自分にたいする配慮ということがすべてに優先する。(セネカ)

わが一体の家族考(96)

火種を燃やし続ける

先に次のように記したことがある。

“わたしたちは、太陽がエネルギーを獲得することなく、エネルギーを放出し続ける条件を理解していない。”
太陽エネルギー

そうなのだ! こうした人間自身が解くべき謎のような問いかけを前に、バタイユにおとらず自分らも心を掴まれ、心高まる個所だ。(わが一体の家族考(94))

心の片隅で〝エネルギーを獲得することなく、エネルギーを放出し続ける条件〟って何だろう?と想ってみる。それだけで何だかワクワクしてこないだろうか。
こうしたワクワク感をもっと膨らませたいといつも念っている。人間自身こそ真に解くべき価値のある問いかけがきっとあるはずなのだが……。
それってさしずめ〝無限電池〟のようなものか? SFの世界の話? 条件、条件言うけれど、物理的にも現実的にも考えられないし具体的な方法がなかった絶対無理・不可能なことだよ。もし〝ある〟のだったら、具体的に聞かせて欲しいよ。
いや、じつは何も無いわけ。でも〝無いけれど、あるんだ〟としかいいようのないものがあるはずなのだ、と。

いったいオマエは何を言いたいだ?
言いたいのはこの間の文脈に沿えば、次のような当たり前の話だ。

“楽しい嬉しいばかりの恋愛や結婚も、不安だったり、苦しかったり、悩ましい思いをしたりするのは、必ずどこかに結婚条件・資格が欠けているからにちがいない。
それゆえ先ず資格条件を揃えることこそ、人間のみが為されるべき生き甲斐・よりよき創造の歓びに繫がるテーマである。”

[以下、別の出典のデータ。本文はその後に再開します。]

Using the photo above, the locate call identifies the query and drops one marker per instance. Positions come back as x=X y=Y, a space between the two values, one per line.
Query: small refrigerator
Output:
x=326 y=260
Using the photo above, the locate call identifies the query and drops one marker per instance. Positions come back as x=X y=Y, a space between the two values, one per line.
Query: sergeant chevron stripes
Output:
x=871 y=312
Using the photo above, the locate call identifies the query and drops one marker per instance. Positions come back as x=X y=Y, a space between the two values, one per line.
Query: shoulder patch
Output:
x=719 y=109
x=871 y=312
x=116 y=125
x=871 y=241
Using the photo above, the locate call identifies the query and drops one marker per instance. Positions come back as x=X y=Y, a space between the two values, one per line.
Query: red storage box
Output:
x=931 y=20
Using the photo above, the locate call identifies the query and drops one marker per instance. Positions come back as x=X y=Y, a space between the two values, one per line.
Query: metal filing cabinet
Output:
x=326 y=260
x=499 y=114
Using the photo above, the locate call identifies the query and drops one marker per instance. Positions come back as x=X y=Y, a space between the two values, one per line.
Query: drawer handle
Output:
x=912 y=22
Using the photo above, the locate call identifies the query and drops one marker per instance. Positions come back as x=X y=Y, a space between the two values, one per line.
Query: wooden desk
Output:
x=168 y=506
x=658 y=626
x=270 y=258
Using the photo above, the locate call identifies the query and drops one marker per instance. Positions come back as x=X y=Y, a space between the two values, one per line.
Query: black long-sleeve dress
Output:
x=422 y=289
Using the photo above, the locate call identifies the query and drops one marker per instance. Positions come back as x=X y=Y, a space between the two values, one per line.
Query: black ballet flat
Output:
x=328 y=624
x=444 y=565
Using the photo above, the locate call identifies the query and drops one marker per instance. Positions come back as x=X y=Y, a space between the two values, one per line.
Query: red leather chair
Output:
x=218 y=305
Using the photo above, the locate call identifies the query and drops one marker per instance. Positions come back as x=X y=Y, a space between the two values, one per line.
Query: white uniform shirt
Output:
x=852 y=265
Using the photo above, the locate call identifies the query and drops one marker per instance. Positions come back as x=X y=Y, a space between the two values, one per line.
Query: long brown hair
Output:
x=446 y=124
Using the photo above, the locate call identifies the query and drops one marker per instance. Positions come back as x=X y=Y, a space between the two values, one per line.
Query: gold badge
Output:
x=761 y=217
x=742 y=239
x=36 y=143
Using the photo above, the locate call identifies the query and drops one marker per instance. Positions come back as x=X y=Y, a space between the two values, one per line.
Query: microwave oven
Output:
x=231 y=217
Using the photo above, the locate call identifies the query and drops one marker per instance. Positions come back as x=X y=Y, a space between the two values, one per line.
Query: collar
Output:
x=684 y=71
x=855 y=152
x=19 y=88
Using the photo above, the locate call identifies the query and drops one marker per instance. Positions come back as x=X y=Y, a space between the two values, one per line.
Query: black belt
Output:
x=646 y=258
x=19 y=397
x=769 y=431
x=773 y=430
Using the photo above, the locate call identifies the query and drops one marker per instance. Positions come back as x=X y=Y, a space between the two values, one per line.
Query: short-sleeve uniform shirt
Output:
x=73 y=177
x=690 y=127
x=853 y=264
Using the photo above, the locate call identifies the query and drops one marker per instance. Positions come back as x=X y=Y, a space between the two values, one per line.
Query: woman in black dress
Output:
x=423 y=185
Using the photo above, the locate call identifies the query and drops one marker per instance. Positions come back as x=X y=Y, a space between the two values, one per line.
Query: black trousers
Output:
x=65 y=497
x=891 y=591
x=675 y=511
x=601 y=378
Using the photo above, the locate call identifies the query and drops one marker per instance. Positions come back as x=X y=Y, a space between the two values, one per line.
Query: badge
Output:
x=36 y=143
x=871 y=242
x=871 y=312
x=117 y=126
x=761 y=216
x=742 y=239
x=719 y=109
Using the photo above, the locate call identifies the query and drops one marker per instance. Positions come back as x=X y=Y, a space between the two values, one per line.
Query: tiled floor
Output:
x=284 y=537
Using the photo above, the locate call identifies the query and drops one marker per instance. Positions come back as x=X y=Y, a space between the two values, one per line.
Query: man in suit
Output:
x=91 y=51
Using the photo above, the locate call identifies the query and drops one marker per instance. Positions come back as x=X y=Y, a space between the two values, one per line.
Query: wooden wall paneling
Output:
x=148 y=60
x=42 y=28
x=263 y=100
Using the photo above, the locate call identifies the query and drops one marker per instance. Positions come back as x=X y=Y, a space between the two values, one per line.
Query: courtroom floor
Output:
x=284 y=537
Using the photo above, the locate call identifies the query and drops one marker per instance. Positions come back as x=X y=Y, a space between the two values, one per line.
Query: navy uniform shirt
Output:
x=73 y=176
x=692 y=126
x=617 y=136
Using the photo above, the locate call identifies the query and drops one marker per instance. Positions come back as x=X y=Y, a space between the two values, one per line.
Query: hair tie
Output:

多くは「その通り」とそのまま素直にうなづける個所である。それなのにいったい何故、〝太陽エネルギを放出し続ける条件〟とヤマギシズム恋愛結婚観での資格条件を同列で論じようとあえてするのか?
ここが難解なのだ。
この辺り山岸巳代蔵の弁を借りれば、

“物を求める人に、かえって心の世界に主力を傾けて述べるのですから、大分喰い違いが出来るのです。
お互いに目的を持って寄るのですが、目的の違うもの同士が寄っても、一致点が見出せないのは当然です。
我田へ水を導き入れて増収しようとする人を、百里先の水源地工事に誘おうと云うので、どうも御機嫌を損じてしまいます”(「難解な私の言動」)

と割り切っているところである。
全く違ったものを創り上げる創造的建設的な目と頭に切り換えねばならぬというのだ。
目的(ヤマギシズム恋愛結婚)に到達するのが難しいのでなく、その目的(世界)への出発点に立つことが容易ではないのだ。
以上のような事などに心して〝真に解くべき価値のある問い〟の火種を燃やし続けていこう。〝やっぱりあったなあ〟と見つかるところまで……。